Mauvaise nouvelle, le calcium (0,007%) n’est pas dans le peloton de tête, ni le phosphore (0,0007%). Prendre comme référence l’abondance dans la voie lactée n’est sans doute pas une bonne référence. Lors de la formation d’une étoile, la plus grande partie de l’hydrogène et de l’hélium sont absorbés par celle-ci. Il faut donc plutôt nous intéresser aux éléments qui subsistent dans le disque protoplanétaire et, parmi ceux-ci, ceux qui sont susceptibles de se retrouver en surface après la phase de différenciation. Le seul exemple que nous connaissons bien est celui de la Terre mais la composition des comètes et astéroïdes nous donnent de précieuses indications sur la composition du disque protoplanétaire du Soleil lors de sa formation.

Cette fois c’est l’azote qui pointe loin derrière. Pas de souci. Il représente 75% de l’atmosphère terrestre et son abondance dans la voie lactée laissa penser qu’il en est de même dans l’atmosphère des autres planètes telluriques (pour autant qu’elles en aient une, ce qui est une condition sine qua non pour l’apparition de la vie).
Un deuxième critère réside dans la valence de ces éléments. Nous avons vu avec l’exemple d’Escherichia Coli que les molécules de la vie sont composées de très longues chaînes. Cela exclut les éléments de valence inférieure ou égale à 2. Dans la liste qui précède, les éléments trivalents sont l’aluminium, le fer, le manganèse et le phosphore auxquels il convient d’ajouter l’azote. Les éléments tétravalents sont le carbone, le silicium, le soufre et le manganèse. Au rang des éléments pentavalents on retrouve le phosphore. Enfin, les éléments hexavalents sont le soufre et le manganèse.
Les éléments trivalents peuvent certes servir de colonne vertébrale à un polymère comportant des groupes latéraux. La chimie de ce genre de molécules est cependant bien plus limitée que celle des éléments de valence supérieure. En particulier, elles ne peuvent pas porter de groupes latéraux reliés par une liaison double. Ceci nous amène à un troisième critère, la réactivité chimique.
Celle-ci dépend de plusieurs caractéristiques : électronégativité, énergies de liaison avec d’autres éléments, couple d’oxydoréduction entre forme oxydée et forme réduite... Ce critère joue un rôle important. Les métaux de transition comme le fer ou le manganèse, auxquels on peut ajouter l’aluminium vont être exclus d’office. Ils s’oxydent très facilement et leur forme oxydée est très stable. Par ailleurs, quand ils ne sont pas oxydés, on les trouve le plus souvent sous forme de cations dans des cristaux eux aussi très stables.
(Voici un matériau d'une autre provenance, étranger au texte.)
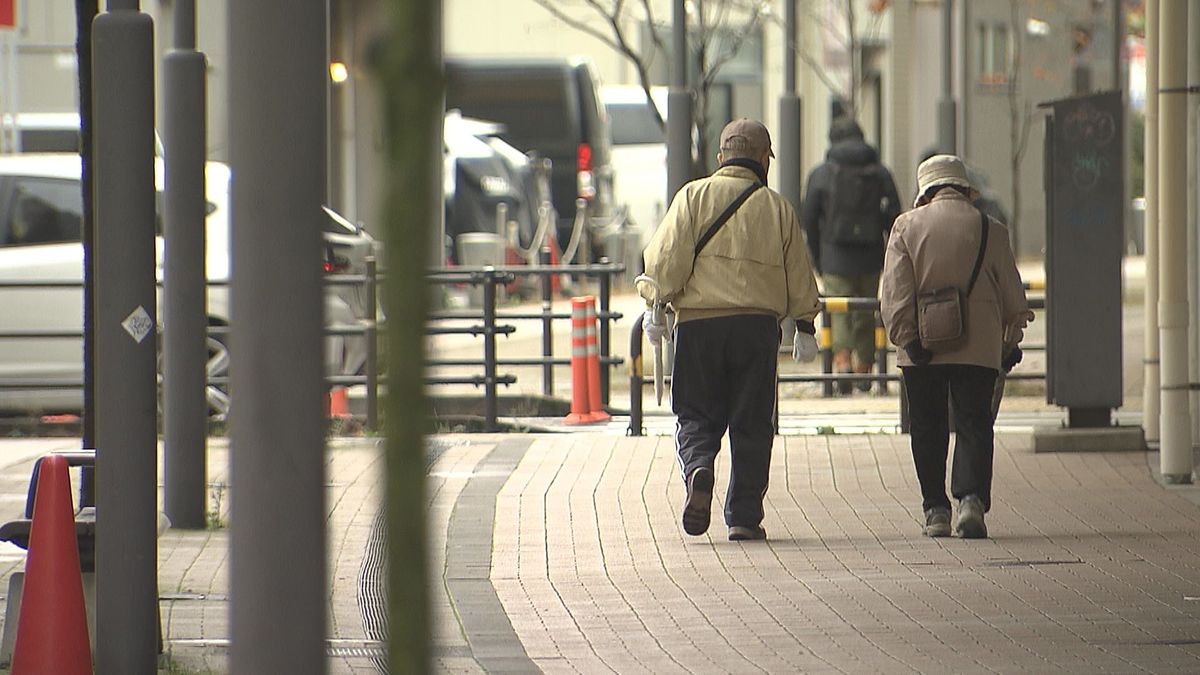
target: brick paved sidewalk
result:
[0,432,1200,673]
[433,435,1200,673]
Mais qu'est-ce qui fait le succès du carbone ? Y a-t-il des alternatives pouvant servir de base à une chilie aussi complexe que la chimie du vivant ?
Le carbone a une valence de 2 ou de 4. La configuration de sa bande de valence est 2s2, 2p2 mais ses orbitales extérieures peuvent facilement s'hybrider (sp, sp2 ou sp3).

Comme c'est un atome de la deuxième rangée, son rayon de covalence est faible (77 picomètres), ce qui favorise la formation de liaisons pi (doubles liaisons). Par ailleurs, son électronégativité de 2,55 lui permet de former des liaisons aussi bien avec l'hydrogène (2,2) que l'oxygène (3,44) ou l'azote (3,04). La similitude des rayons de covalence entre carbone, azote et oxygène (77-75-66 pm) facilite l'insertion de ces deux éléments dans les composés carbonés. C'est particulièrement vrai pour l'azote qui forme de nombreux hétérocycles avec le carbone.
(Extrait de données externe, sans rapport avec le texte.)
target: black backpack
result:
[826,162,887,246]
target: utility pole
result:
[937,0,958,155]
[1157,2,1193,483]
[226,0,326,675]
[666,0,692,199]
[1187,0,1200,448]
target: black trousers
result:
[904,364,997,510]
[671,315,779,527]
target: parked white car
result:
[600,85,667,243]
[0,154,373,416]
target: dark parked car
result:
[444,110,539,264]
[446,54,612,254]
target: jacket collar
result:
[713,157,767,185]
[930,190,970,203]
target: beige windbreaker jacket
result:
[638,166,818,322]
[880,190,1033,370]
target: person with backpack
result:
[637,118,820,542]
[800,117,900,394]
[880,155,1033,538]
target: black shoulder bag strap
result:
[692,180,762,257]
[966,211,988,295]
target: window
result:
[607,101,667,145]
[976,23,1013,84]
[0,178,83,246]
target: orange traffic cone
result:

Les propriétés physico-chimiques de l'atome de carbone sont à la base d'une chimie extrèmement riche : hydrocarbures, acides carboxyliques, alcools, cétones, glucides, bases nucléiques... Du fait de la proximité des énergies de liaison qui sont en jeu (C-C 346 kJ/mol, C-O 358 kJ/mol, C-N 305 kJ/mol) toutes ces molécules interagissent aisément entre elles et se transforment les unes dans les autres !
C'est aussi un champion de la caténation. Les liaisons C-C et C=C sont en effet suffisamment stables pour permettre la formation de longues chaînes polymères. La masse des molécules organiques comme les protéines peut atteindre plusieurs kDa (sans parler de la molécule d'ADN qui comporte des milliards de nucléotides mais dont la cohésion est assurée par des liaisons qui font intervenir le phosphore et des ponts hydrogène). L'hybridation sp3 impose peu de contraintes en terme d'orientation dans l'espace d'un tétraèdre par rapport à l'autre. Ceci permet la formation de structures dont le repliement fait émerger des fonctionnalités complexes. C'est le cas par exemple des protéines dont la fonction dans l'organisme est déterminée par l'existence de sites électrophiles ou nucléophiles, acides ou basiques à sa surface.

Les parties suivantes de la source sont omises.